A story by Paul Voosen -- "Glacial ghosts set sea-level trap for East Coast," which was published in GreenWire describes a wide variety of interwoven factors that affect sea-level rise on the East Coast of the United States. Award judges felt that this story tackled a difficult scientific topic and examined several important geophysical concepts that had not been widely reported.
The selection panel particularly liked Voosen's use of picturesque language to engage the reader and his use of metaphors to explain difficult-to-understand concepts. One committee member commented that, "The story gets the reader interested from the start. The opening sentence, 'The United States has a debt, etched in stone, to pay back to the sea,' promises a lot, and the article delivers." Another committee member said, "I really liked the amount of science in there ... the way Voosen described challenging topics like isostatic rebound. Also, the effect of Greenland 'losing its gravity.' That's not usually reported."

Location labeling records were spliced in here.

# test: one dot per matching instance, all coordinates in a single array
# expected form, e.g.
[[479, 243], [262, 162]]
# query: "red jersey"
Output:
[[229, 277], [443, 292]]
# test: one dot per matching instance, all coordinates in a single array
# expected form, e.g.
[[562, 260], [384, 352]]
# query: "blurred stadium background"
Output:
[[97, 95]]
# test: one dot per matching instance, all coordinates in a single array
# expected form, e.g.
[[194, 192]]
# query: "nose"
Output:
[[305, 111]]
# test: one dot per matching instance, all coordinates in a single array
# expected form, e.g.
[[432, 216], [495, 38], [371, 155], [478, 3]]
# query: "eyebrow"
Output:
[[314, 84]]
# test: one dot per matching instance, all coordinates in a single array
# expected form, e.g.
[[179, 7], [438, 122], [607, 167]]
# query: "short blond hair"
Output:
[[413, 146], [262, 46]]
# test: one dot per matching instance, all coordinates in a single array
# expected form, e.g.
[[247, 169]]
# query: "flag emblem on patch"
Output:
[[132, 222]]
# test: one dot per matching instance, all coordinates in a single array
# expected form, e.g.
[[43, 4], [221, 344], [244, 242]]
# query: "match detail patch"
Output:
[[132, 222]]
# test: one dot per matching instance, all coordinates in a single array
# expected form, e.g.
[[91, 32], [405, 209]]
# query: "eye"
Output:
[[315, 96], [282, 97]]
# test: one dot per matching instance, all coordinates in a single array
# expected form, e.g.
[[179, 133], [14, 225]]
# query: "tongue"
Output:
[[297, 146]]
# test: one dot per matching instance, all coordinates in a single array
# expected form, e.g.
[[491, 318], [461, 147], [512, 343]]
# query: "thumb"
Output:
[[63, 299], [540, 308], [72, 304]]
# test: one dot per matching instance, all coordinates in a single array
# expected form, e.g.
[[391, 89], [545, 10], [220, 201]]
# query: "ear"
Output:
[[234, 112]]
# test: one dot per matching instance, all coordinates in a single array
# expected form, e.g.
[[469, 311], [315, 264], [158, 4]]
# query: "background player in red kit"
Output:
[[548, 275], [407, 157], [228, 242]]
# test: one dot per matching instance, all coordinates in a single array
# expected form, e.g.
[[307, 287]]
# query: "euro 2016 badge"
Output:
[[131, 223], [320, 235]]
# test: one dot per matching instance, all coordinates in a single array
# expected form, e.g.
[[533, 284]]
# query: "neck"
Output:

Although the article did not focus on "superstorm" Sandy, it was published not long after the storm's landfall on the U.S. East Coast, and thus provided useful and timely context for understanding the devastating coastal flooding from combined effects of the storm and sea-level rise. As a committee member said, "Overall, it was a very engrossing story that gave me a much more complete picture of sea-level rise than one normally gets."
The Sullivan and Perlman awards each consist of a plaque and a $5,000 stipend. AGU is presenting these journalism awards today at the Honors Tribute of the organization's annual Fall Meeting, which is currently taking place in San Francisco.